Amazon Advertising: Taking on Google and Facebook

In Amazon Insights by Chris GrayLeave a Comment

Amazon Projected to Surpass $4.5 billion in Ad Revenue in 2018

How did Google make most of its money early on? How has Facebook continued to make billions of dollars every year? Data and advertising. Luckily for Amazon, they are extremely well positioned in both of these areas – so much so that they are set to challenge Google and Facebook and emerge as a third digital ad platform.


Amazon has data on every single shopper who has made a purchase through the platform. Considering that over 50% (and growing) of all product searches begin on Amazon, that is a massive amount of data. But the data that Amazon has is different, and arguably more valuable, than both Facebook and Google combined. Where Facebook data is interest centric and Google data is search centric, Amazon data is purchase centric.

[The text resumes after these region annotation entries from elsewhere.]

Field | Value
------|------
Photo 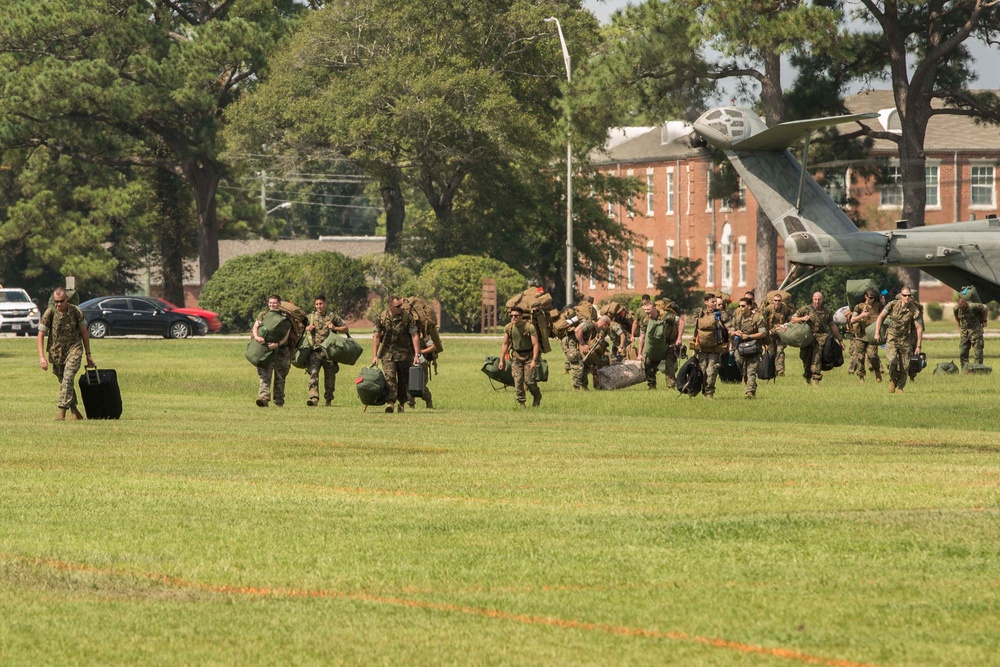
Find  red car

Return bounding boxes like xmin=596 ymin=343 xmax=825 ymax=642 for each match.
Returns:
xmin=152 ymin=299 xmax=222 ymax=333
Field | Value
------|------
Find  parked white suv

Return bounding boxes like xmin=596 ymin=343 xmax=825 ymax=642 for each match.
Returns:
xmin=0 ymin=287 xmax=41 ymax=336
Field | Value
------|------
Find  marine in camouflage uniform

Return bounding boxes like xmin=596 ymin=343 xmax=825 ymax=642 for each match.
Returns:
xmin=305 ymin=296 xmax=348 ymax=406
xmin=847 ymin=289 xmax=882 ymax=382
xmin=955 ymin=298 xmax=989 ymax=368
xmin=250 ymin=294 xmax=292 ymax=408
xmin=760 ymin=294 xmax=792 ymax=375
xmin=38 ymin=288 xmax=94 ymax=421
xmin=730 ymin=297 xmax=767 ymax=399
xmin=372 ymin=297 xmax=420 ymax=412
xmin=694 ymin=297 xmax=732 ymax=398
xmin=792 ymin=292 xmax=844 ymax=387
xmin=875 ymin=287 xmax=924 ymax=394
xmin=500 ymin=306 xmax=542 ymax=408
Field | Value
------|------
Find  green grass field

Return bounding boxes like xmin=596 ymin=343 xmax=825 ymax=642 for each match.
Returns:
xmin=0 ymin=329 xmax=1000 ymax=666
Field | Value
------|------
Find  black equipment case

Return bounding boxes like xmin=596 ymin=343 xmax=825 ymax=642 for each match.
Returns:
xmin=80 ymin=366 xmax=122 ymax=419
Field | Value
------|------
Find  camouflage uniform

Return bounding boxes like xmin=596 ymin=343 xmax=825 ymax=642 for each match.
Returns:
xmin=375 ymin=309 xmax=417 ymax=410
xmin=732 ymin=311 xmax=767 ymax=398
xmin=760 ymin=301 xmax=792 ymax=375
xmin=848 ymin=301 xmax=882 ymax=382
xmin=305 ymin=311 xmax=345 ymax=403
xmin=504 ymin=321 xmax=542 ymax=406
xmin=563 ymin=320 xmax=597 ymax=389
xmin=793 ymin=305 xmax=833 ymax=384
xmin=885 ymin=299 xmax=920 ymax=389
xmin=38 ymin=304 xmax=87 ymax=410
xmin=257 ymin=310 xmax=292 ymax=407
xmin=695 ymin=309 xmax=732 ymax=398
xmin=955 ymin=303 xmax=987 ymax=366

When working in the Google/Bing/Yahoo SEO sphere and attempting to drive conversions, there is still a massively human element that is needed to bridge the gap between what someone searched for and their behavior on a web page. Even ecommerce websites pose a difficult challenge when looking at how to increase conversions. Most of the time it is a three prong approach between UX, UI, and SEO, and even then there is a lot of ambiguity.

Amazon, on the other hand, is purely transactional. Shopper are not using Amazon like a library, rather they use Amazon like a retail store. Amazon’s massive shelf necessitates the use of their search.

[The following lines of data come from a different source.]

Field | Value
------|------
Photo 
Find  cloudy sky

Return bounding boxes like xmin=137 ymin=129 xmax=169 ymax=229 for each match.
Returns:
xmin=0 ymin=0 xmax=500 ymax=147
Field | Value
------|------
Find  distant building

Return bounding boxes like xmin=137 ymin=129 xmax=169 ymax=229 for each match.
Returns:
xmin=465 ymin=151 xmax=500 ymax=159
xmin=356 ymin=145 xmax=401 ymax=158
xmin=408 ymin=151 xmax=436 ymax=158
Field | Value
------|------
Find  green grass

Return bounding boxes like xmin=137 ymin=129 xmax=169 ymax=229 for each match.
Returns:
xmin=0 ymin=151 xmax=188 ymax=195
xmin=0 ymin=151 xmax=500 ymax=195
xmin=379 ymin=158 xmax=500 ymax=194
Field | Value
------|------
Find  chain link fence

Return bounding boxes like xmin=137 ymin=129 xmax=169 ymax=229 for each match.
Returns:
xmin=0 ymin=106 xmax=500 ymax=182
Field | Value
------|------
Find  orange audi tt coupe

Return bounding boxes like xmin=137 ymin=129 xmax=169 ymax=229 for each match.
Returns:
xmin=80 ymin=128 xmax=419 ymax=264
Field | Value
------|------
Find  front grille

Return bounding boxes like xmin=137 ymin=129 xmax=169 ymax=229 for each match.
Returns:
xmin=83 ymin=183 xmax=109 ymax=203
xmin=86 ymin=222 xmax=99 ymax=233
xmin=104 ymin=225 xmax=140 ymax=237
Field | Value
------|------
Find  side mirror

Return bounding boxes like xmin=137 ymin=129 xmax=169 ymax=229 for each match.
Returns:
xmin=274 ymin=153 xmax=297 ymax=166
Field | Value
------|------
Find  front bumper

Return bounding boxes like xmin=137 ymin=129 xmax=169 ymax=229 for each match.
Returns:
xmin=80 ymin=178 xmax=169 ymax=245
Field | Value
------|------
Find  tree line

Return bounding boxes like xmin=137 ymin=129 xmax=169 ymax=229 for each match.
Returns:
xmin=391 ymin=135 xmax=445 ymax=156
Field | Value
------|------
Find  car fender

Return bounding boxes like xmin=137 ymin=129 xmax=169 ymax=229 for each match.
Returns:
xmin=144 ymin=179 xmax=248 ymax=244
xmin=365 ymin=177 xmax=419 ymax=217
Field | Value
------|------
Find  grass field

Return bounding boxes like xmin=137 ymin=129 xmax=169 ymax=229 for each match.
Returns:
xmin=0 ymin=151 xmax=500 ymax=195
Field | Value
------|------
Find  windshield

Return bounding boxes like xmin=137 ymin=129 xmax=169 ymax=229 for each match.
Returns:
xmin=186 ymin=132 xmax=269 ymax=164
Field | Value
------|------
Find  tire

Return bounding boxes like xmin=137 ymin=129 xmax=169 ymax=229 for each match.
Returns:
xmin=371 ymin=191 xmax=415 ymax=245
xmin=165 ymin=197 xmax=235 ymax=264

Imagine walking into the largest store imaginable, whose layout and stock is constantly changing. You wouldn’t attempt to browse or wander through the store* if you knew what you wanted to purchase; rather, you’d probably find the nearest associate and ask them where the product you are looking for is located. Amazon’s search bar is that associate and hundreds of millions of shoppers are asking it where they can find products. They want to make a purchase and Amazon has been collecting data since it started on how to help people make a purchase.


Now, take all of that data and apply that to digital advertising. How many times have you searched for something on a search engine only for an odd or irrelevant ad to pop up? Granted, they have gotten much better and much more targeted, but they still happen. Or take the ads or sponsored links in an article; how many times do those apply to anything you re interested in? How often are they about losing weight or finding a Russian bride or something else that is clickbait?

What if, instead of these irrelevant ads that only inspire you to turn your adblocker on, you start seeing ads, promotions, or coupons for things that you use and purchase or are interested in purchasing? Imagine reading this article and seeing an ad on the side of the page for 20% off laundry detergent through Amazon, and it just so happens that you are getting low on detergent because the last time you ordered detergent from Amazon was three or four weeks ago and Amazon knows that you purchase laundry detergent every three or four weeks. How much do you think advertisers would be willing to pay for ad space like that? Now there is no such thing as a guaranteed conversion in digital marketing, but the above example gets pretty close.

*Side note: browsing Amazon by clicking on products in the “People also viewed these products” portion is a great way to waste an afternoon.